London has been continuously occupied for nearly 2,000 years — from a Roman river crossing to the capital of an empire that once covered a quarter of the globe. Every street hides layers: a Roman wall inside a Tube station, a plague pit under a car park, a Tudor palace that became a prison. This is how to find them.
Over a thousand years of history in one fortress — William the Conqueror began it in 1066, and it's been a royal palace, treasury, menagerie, armoury and prison ever since. Anne Boleyn was executed here. The Crown Jewels (still in use) are inside. Allow 2.5 hours.
London Wall was built by the Romans around 200 AD — fragments still stand. All Hallows church (the oldest in the City, founded 675 AD) has a Roman pavement in its undercroft and a crypt museum covering 2,000 years on this spot. Samuel Pepys watched the Great Fire from its tower.
London's oldest food market — there has been a market here since at least 1014. The current Victorian iron structure dates from 1851. An hour of browsing and lunch between the stalls puts you right next to 1,000 years of commerce history.
The oldest Gothic church in London, parts dating to 1106. Shakespeare's brother Edmund is buried here (he died 1607). The Harvard Chapel commemorates John Harvard, baptised here in 1607, who later founded Harvard University. Choir sings Evensong most weekdays.
A 62-metre Doric column designed by Wren, exactly 62 metres from where the Great Fire of 1666 started in Pudding Lane. Climb the 311 steps to the viewing gallery for a panoramic City view and a certificate of ascent. Opened 1677.
Wren's masterpiece, built after the Great Fire destroyed the medieval cathedral in 1666. The dome (second largest in the world after St Peter's in Rome) took 35 years to complete. Churchill's funeral was here in 1965. The Whispering Gallery inside the dome is a marvel of acoustics.
Every English monarch since William the Conqueror (1066) has been crowned here. Seventeen monarchs are buried within — including Mary Queen of Scots, Elizabeth I and Henry V. Poets' Corner holds Chaucer, Dickens, Hardy and Darwin. The building itself, begun in 1245, is stunning.
The underground bunker from which Churchill directed the Second World War, kept exactly as it was on the day the war ended in 1945. One of the most moving museums in London — you walk the same corridors where history was made under the bombing of the Blitz.
The Cinnamon Club (Indian fine dining in a former Westminster library — eat where MPs lunch) or the more casual Red Lion pub on Parliament Street, which has served MPs since the 18th century.
The current Gothic Revival palace was built after the 1834 fire destroyed the medieval palace — though Westminster Hall (1097) survived and is the oldest part of the complex. Tours of the Lords, Commons and the medieval hall run throughout the year.

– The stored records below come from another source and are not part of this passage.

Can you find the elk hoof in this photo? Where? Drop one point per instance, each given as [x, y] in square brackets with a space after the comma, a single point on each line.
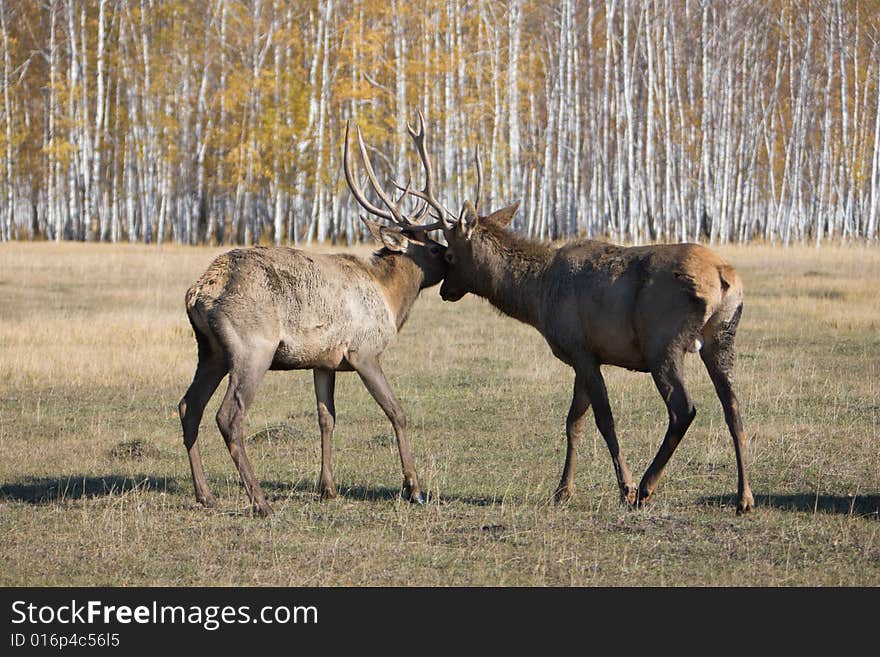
[413, 495]
[208, 501]
[745, 504]
[563, 494]
[629, 495]
[262, 509]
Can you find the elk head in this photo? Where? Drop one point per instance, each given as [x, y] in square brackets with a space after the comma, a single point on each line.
[459, 233]
[408, 237]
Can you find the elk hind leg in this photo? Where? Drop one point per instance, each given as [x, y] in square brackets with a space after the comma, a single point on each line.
[598, 395]
[374, 380]
[210, 371]
[670, 384]
[325, 383]
[718, 354]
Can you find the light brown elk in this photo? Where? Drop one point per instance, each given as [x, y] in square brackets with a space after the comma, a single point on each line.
[641, 308]
[281, 308]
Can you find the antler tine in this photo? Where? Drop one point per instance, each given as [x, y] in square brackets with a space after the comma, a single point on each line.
[357, 190]
[479, 177]
[397, 215]
[408, 191]
[427, 194]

The only remaining part of the Palace of Whitehall — the grandest palace in Tudor and Stuart Europe, which burned down in 1698. Rubens painted the magnificent ceiling in 1636 (still in place). Charles I walked through the window to his execution on the scaffold outside in 1649.
Home to Queen Victoria (born here 1819), William III (who moved the court here from Whitehall) and Diana, Princess of Wales. The State Rooms show 300 years of royal life. The gardens surrounding it — Kensington Gardens and Hyde Park — are among London's finest.
Eight million objects spanning 2 million years of human history — the spoils of empire, though also items purchased, gifted and excavated. The Rosetta Stone, Elgin Marbles, the Lewis Chessmen, Egyptian mummies and the Sutton Hoo helmet are all here, free, every day.
The neighbourhood around the museum was home to Virginia Woolf, E.M. Forster, John Maynard Keynes and Lytton Strachey in the early 20th century. The Charleston Farmhouse crowd. Walk Gordon Square, Tavistock Square (where Gandhi's statue stands) and the British Library on Euston Road.
The British Library café is better than it sounds. Or walk five minutes to Granary Square at King's Cross — a regenerated Victorian goods yard now full of good food options including Caravan and Dishoom.
Covers every conflict Britain has been involved in since 1914, but particularly powerful on the World Wars. The Holocaust Exhibition is one of the most comprehensive in the world outside Israel. The atrium has a Spitfire, a V2 rocket and a section of the Berlin Wall. Free entry.
South of the river, this stretch has the Archbishop of Canterbury's Lambeth Palace (900 years of continuous occupation), the Garden Museum in a former church, and MI6's headquarters at Vauxhall Cross (the building used in James Bond films).
A neighbourhood transformed from 1960s concrete to a diverse dining scene in a decade. Mercato Metropolitano (a giant Italian food market in a former paper factory) has 40+ vendors and is one of London's best evening food destinations.